先日、2日連続でセミナーに参加しました。1日目は、女性活躍推進について。2日目は、妊活についてでした。両方を受講して身につまされる思いがしました。女性への負荷があまりにも大きいということです。

わたしの中の結論は、あまり無理をせずに自然にまかせるほうがよいというものです。そして、政府や経済界がスローガンを掲げて、何か推進しようとするときは、それに乗らないというのも選択肢の一つです。

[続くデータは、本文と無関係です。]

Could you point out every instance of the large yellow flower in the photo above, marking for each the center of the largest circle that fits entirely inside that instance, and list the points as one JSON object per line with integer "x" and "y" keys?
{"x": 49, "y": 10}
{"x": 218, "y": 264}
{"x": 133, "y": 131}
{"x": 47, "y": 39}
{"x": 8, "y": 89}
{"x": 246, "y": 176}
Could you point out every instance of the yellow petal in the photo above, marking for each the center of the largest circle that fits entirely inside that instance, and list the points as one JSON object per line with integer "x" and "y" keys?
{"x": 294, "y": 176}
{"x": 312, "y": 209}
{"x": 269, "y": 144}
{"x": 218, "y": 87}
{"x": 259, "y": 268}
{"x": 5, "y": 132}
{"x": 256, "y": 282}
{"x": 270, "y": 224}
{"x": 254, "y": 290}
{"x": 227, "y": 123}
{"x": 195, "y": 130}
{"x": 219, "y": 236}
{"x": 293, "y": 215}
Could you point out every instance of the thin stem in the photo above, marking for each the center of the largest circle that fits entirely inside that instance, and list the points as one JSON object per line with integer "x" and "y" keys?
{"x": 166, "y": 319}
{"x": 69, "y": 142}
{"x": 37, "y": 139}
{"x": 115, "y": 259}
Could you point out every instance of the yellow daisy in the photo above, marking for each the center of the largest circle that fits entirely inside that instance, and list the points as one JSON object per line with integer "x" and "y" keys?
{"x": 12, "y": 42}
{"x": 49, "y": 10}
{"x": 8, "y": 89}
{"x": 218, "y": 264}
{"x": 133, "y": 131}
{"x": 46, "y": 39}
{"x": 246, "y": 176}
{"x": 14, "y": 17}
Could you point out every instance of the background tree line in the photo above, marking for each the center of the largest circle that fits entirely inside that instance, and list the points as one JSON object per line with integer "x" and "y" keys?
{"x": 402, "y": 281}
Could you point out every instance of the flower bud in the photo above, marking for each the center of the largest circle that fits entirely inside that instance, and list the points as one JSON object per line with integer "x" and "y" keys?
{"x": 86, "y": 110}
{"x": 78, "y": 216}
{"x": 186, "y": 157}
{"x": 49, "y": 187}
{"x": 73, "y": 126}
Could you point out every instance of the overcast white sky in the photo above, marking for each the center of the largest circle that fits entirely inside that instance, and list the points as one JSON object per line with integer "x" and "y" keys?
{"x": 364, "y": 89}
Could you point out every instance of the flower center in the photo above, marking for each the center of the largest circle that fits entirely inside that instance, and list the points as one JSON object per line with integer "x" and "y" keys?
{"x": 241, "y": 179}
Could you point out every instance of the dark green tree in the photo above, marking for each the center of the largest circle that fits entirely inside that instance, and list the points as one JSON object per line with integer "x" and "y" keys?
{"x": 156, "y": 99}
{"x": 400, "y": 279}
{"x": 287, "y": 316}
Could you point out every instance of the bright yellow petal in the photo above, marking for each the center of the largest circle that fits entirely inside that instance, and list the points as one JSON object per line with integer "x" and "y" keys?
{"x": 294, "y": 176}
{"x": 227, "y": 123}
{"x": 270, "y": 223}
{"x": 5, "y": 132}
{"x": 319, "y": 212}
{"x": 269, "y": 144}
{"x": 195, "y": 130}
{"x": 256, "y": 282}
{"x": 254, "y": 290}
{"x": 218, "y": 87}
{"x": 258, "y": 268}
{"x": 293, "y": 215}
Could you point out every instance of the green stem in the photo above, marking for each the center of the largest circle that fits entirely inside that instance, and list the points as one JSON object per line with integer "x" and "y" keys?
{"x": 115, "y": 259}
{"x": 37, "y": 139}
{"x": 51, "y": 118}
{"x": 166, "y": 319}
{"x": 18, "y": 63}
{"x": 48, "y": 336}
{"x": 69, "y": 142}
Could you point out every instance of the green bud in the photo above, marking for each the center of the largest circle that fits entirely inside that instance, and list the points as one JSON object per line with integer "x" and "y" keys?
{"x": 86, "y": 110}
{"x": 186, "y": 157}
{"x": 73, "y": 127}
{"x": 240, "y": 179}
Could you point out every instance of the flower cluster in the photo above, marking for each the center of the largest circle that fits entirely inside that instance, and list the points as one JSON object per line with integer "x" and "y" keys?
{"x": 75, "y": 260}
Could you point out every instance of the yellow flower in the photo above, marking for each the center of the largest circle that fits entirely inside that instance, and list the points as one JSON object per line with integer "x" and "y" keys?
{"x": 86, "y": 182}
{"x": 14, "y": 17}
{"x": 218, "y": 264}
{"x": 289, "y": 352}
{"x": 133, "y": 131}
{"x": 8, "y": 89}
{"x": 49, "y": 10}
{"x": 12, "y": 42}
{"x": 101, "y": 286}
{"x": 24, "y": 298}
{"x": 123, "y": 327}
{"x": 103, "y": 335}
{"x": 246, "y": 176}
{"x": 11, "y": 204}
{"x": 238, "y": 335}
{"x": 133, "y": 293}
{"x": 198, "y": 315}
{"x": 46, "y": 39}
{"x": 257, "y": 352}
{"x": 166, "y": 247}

女性にとっては、「あれか、これか」ではなく、「あれも、これも」になり、クリアできない無理なゲームをさせられているようなものです。そこまでプレッシャーをかけられても、幸せになれるという保証もありません。また、このような「お題目」が掲げられると、それを否定する発言がしにくくなります。

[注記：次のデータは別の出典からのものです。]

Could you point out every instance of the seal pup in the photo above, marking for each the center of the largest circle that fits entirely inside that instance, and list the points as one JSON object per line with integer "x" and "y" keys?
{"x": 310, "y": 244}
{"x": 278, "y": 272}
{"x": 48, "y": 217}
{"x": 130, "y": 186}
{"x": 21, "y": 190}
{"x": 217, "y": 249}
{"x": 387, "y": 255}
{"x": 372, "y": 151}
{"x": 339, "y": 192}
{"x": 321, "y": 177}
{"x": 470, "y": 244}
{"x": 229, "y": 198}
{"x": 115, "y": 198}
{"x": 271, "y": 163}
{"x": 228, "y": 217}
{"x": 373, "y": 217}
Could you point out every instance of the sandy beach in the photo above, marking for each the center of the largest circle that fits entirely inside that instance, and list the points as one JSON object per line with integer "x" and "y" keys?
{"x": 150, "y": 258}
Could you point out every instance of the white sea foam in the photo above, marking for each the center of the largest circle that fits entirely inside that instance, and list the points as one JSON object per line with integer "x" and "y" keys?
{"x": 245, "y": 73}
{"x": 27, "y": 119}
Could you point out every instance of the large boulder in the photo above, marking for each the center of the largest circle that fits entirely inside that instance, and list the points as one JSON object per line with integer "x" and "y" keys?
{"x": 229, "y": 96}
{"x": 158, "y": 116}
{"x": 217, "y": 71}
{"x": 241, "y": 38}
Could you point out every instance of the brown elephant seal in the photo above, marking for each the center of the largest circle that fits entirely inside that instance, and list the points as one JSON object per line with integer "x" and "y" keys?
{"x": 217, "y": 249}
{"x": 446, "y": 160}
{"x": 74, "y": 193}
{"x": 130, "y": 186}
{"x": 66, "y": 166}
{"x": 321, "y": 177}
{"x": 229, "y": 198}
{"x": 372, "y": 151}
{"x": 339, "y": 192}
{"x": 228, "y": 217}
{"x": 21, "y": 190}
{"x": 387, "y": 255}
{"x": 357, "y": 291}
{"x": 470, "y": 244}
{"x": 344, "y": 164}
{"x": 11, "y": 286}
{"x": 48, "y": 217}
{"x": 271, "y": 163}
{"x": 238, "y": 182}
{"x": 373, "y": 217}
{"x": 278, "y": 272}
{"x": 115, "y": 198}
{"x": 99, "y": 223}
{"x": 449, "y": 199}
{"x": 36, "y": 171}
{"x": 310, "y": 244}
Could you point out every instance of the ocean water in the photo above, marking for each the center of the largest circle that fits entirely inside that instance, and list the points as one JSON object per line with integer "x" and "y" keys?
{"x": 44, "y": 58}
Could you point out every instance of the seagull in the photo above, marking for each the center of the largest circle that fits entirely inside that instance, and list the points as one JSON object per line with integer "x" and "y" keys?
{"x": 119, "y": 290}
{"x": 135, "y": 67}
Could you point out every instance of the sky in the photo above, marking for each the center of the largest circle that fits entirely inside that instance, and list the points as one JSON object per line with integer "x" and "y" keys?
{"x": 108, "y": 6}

少し古いデータですが、ジェンダー意識に関する調査でもその傾向がみられます。近代産業社会になって成立したとされる、「男は外で働き、女は家庭を守るべきだ」という性別役割分業観も、1977年で50.4%の人が肯定していたものの、25年後の2002年には16.1%に激減しているそうです。そして、重要な点は、日本における「わからない」という割合が15.4%おり、他国に比べて2倍以上多いそうです。

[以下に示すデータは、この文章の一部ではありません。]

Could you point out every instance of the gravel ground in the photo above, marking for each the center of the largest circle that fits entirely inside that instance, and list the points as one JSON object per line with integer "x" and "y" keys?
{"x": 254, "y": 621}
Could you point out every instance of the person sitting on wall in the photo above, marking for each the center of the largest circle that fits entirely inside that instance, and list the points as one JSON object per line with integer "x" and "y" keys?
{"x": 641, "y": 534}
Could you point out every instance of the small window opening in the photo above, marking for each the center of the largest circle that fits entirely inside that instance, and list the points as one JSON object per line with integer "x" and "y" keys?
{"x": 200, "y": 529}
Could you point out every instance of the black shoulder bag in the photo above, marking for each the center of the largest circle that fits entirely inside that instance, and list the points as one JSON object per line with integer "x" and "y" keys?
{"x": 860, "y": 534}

内閣府『世界の青年との比較からみた日本の青年 第7回-世界青年意識調査報告書』(国立印刷局、2004年)によると、世の中の動きを踏まえて本音を表明しにくい現状があるのではないかとのことです。

2000年代前半の状況でそうであるなら、女性活躍推進法のような基本法まで制定されている昨今であれば、ますます否定的な発言はしにくいことでしょう。社会に多様性をと言いながら、国の政策が流れを一つの方向に決めてしまっているかもしれない点は、留意する必要があると思います。

ただし、わたし自身は、「男は外で働き、女は家庭を守るべきだ」という保守的な考えに固執しているわけではありません。母親が愛情を持って子どもと接する時間を増やすと、子どもは感性豊かで、自信を持った堂々とした人間に育つだろうとは思っています。しかし、だからといって女性は家庭を守るべきということにはなりません。

自分には娘がおりますが、彼女に伝えていることは、若いうちに専門性や技術を身につけておくようにということです。出産・子育てで職場を離れても、この仕事にあなたが必要だから戻ってきて欲しいといわれるようにです。世の中がジョブ型雇用に転換すれば、そのような選択に合理性が見出せるでしょう。

よって、管理職に女性が何パーセント以上とか、役員の女性割合を増やしましょうなどというのはどうでもいいわけです。数値目標を設定して、無理をすると不幸な女性を増やすだけではないかと思うわけです。

そして、自然にまかせることが大切な点は、時代が変わった、あるいは変わっているということが一番です。もう従来型の組織は機能しなくなってきています。ピラミッド型組織で、役員がいて、管理職がいて、という時代ではないのに、役員と管理職に数値目標を持って女性を就けるということは、女性を墓場に送り込むようなものです。

それから、もっとも重要な点は、「女性性(femininity)」の時代だということです。女性が活躍する時代ということではなく、男性も女性も持っているであろう「女性性」を活かしていく時代です。そうすると、自然に女性が活躍する時代が来るでしょう。だから無理をしなくてもいいということです。

理論より感性、左脳より右脳、管理より自由、厳しさより優しさ、報酬より楽しさ、このようなことに世の中が転換していきます。とにかく軽くて楽しい時代なわけです。

別の機会にこの点は記述してみたいですが、文明史観によれば、今は西洋的な世界観から東洋的な世界観への転換点です。また、地球の歳差運動の周期説からいっても、分離ではなく、統合性優位の母なる時代だといいます。よって、女性の方は無理せずに時代の流れにまかせてください、ということになります。もちろん、政府の施策に乗るのも人生ですが。